The Management Board of CI Games S.A., with its registered office in Warsaw (“Company”) hereby informs, that today the Company signed with mBank Spółka Akcyjna with its registered office in Warsaw, KRS number: 00000025237, NIP: 526-021-50-88, REGON: 0012545524-00291 (“Bank”) two credit agreements: agreement for revolving credit facility in Polish zlotys and an overdraft agreement of the total value of PLN 35,000,000.00 (in words: thirty-five million zlotys). Revolving credit facility agreement has been concluded for a definite period till June 30, 2020. The overdraft agreement has been concluded for a definite period till January 29, 2020.
The subject of the revolving credit facility agreement is granting the Company a revolving credit of the total value of PLN 30,000,000.00 (in words: thirty million zlotys) to be used to finance the production of new titles of computer games issued by the Company. The subject of the overdraft agreement is granting the Company a credit of total value of PLN 5,000,000.00 (in words: five million zlotys) to be used to finance current business activity of the Company. Both credits are based on WIBOR rate, increased by the Bank’s margin and their interest rate amounts to 1.56 pp.

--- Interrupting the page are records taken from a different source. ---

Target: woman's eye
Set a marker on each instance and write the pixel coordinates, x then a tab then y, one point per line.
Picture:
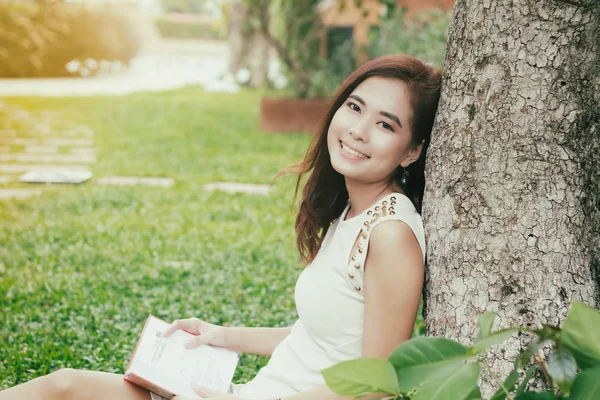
353	106
387	126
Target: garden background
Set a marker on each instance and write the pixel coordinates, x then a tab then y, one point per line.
81	266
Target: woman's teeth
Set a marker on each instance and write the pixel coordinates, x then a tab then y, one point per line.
351	152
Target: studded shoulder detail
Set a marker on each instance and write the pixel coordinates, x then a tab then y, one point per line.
384	210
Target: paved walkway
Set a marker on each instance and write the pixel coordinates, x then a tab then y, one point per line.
39	142
161	65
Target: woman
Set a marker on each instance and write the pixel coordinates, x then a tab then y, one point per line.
360	208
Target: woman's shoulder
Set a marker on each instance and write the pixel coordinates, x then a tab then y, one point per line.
398	224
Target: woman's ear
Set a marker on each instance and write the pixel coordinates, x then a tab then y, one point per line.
413	155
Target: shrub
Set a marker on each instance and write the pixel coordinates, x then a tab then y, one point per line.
423	36
39	38
443	369
183	6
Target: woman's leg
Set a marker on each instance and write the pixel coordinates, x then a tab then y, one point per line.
71	384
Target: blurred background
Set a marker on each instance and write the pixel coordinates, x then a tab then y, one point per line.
308	45
138	141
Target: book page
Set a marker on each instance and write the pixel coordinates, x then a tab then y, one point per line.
165	362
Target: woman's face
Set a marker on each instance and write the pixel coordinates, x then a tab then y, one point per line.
369	135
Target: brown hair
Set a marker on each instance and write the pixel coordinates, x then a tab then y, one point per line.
324	196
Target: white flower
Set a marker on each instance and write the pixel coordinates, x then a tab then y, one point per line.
73	66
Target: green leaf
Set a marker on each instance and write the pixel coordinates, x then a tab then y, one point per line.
458	384
475	394
586	385
536	396
491	340
418	360
525	381
581	334
532	348
509	384
360	377
548	332
562	367
486	321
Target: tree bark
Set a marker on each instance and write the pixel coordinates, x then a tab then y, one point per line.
235	36
512	200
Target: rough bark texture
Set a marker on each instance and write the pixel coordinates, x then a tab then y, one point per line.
512	202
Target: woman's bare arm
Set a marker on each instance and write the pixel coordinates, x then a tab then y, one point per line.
261	341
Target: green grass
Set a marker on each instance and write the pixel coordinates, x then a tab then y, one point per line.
82	266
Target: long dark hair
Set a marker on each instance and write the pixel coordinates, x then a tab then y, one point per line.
324	196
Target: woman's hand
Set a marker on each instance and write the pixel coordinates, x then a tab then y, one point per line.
206	333
209	394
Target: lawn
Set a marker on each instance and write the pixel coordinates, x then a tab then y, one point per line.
81	267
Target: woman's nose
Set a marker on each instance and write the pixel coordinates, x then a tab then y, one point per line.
359	130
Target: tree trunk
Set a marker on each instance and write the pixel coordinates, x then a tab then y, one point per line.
512	201
259	60
235	36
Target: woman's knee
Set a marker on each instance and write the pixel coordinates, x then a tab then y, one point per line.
64	382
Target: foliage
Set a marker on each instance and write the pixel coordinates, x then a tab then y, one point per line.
442	369
423	35
170	28
295	34
38	39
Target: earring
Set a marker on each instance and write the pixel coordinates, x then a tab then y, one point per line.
404	178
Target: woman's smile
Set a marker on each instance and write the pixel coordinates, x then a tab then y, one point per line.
352	154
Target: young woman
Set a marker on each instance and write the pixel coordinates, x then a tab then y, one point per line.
359	231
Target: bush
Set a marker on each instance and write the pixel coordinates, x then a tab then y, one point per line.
38	39
169	28
423	36
183	6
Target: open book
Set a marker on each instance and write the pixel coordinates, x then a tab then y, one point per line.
163	366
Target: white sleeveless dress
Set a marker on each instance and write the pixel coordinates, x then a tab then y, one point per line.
330	303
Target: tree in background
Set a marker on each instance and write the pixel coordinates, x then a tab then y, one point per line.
512	203
295	35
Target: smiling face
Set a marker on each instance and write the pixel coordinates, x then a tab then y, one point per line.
369	135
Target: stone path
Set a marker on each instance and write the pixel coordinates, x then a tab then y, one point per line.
43	144
39	142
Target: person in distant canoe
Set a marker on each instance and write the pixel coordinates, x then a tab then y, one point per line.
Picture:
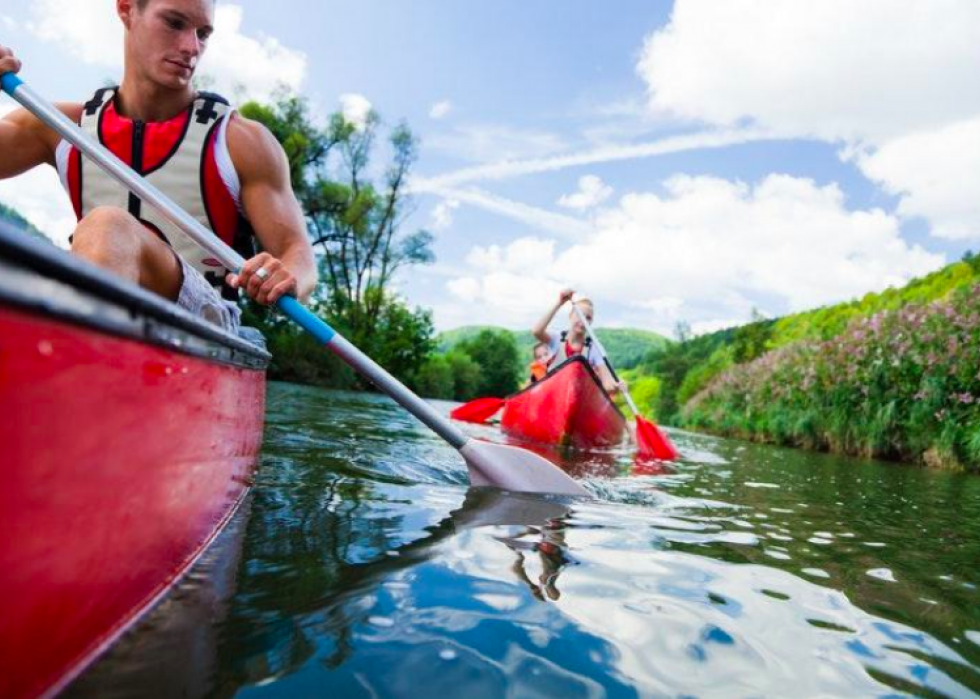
575	340
542	359
224	170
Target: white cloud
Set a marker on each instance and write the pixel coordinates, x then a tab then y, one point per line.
355	108
89	30
894	79
234	63
723	247
835	69
565	226
255	66
937	174
441	109
39	197
592	191
493	143
442	214
502	168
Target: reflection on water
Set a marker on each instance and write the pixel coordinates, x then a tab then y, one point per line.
369	568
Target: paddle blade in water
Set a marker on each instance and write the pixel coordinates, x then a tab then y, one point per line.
651	442
513	468
478	411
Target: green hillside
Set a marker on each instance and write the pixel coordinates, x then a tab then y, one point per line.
891	375
626	346
686	368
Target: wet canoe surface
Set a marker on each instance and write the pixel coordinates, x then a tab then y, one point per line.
567	408
129	436
367	567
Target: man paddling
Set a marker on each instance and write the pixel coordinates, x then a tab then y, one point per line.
574	340
225	170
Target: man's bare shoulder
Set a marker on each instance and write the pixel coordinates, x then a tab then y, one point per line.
253	149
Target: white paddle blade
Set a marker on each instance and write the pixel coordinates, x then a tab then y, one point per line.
513	468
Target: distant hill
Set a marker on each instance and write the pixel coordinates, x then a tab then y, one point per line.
626	346
689	367
12	217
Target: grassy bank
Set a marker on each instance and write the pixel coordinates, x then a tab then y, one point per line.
900	384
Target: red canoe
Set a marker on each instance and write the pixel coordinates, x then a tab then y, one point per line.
130	431
568	407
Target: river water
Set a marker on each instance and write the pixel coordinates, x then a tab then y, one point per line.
366	567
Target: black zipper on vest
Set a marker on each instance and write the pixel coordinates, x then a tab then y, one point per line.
135	204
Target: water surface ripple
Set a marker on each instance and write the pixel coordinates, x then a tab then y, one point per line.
368	568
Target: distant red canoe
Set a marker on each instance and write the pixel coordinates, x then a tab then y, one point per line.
130	431
568	408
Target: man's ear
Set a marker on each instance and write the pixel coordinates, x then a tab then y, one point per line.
126	9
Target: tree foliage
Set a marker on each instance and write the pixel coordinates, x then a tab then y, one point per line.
497	356
356	225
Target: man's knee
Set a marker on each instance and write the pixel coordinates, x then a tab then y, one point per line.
105	225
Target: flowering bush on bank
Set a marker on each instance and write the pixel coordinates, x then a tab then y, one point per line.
901	384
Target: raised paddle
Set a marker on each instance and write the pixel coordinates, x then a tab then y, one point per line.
650	441
478	411
498	465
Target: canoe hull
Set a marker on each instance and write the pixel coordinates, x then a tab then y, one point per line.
123	459
568	408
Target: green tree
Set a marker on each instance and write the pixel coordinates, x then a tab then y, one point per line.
497	357
435	378
752	340
356	225
466	376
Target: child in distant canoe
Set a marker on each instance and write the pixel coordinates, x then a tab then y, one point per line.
542	358
575	340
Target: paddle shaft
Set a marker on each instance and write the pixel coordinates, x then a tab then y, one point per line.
364	365
605	358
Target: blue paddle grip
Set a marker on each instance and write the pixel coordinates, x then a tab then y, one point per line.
10	82
296	311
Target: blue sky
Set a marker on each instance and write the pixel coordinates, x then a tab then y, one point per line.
570	143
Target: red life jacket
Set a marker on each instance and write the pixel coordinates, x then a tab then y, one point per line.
185	157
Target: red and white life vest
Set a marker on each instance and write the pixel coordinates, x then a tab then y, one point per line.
186	158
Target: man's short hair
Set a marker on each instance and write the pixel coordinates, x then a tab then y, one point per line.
141	4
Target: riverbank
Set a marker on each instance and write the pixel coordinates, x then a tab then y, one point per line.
901	385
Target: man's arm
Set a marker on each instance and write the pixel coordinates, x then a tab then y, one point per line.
271	207
541	329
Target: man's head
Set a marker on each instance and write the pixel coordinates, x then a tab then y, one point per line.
541	352
165	39
588	310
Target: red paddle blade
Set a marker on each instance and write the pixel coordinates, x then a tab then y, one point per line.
478	411
651	442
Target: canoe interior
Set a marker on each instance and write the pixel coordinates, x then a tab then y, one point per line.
130	433
568	408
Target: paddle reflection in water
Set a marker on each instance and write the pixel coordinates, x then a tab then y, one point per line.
369	569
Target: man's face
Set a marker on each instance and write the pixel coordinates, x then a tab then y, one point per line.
576	323
167	38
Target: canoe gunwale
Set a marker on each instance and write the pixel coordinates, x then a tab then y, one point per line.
42	279
554	372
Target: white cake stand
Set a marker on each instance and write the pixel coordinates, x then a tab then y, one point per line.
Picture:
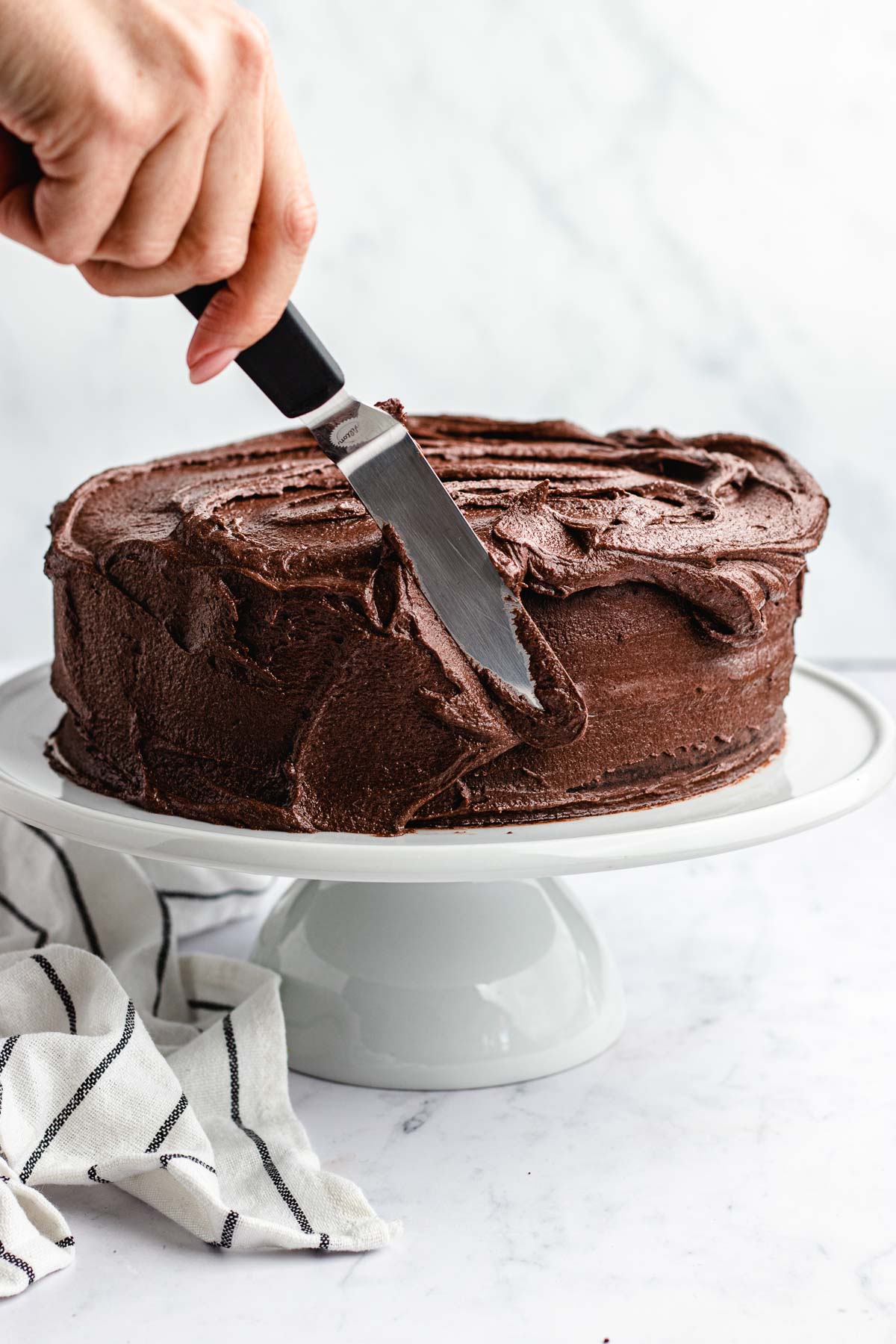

Collateral for the revolving credit facility agreement consists of: 1) registered pledge on the Company’s shares in the amount of 15,000,000, held by Marek Tymiński, Company’s shareholder; 2) blank promissory note issued by the Company together with promissory note declaration; 3) global transfer of liabilities to the Bank resulting from the agreements with selected Company’s partners.
Collateral for the overdraft agreement consists of: 1) loan repayment guarantee granted within the portfolio guarantee line de minimis; 2) blank promissory note issued by the Company together with promissory note declaration; 3) global transfer of liabilities to the Bank resulting from the agreements with selected Company’s partners; 4) registered pledge on the Company’s shares in the amount of 15,000,000, held by Marek Tymiński, Company’s shareholder.
Other provisions of the agreements do not differ from those commonly applied to those kinds of agreements.
Legal basis: art. 17 (1) as read with 7 (1) of the Regulation of the European Parliament and of the Council (EU) no. 596/2014 of April 16, 2014, concerning market abuse regulation (MAR).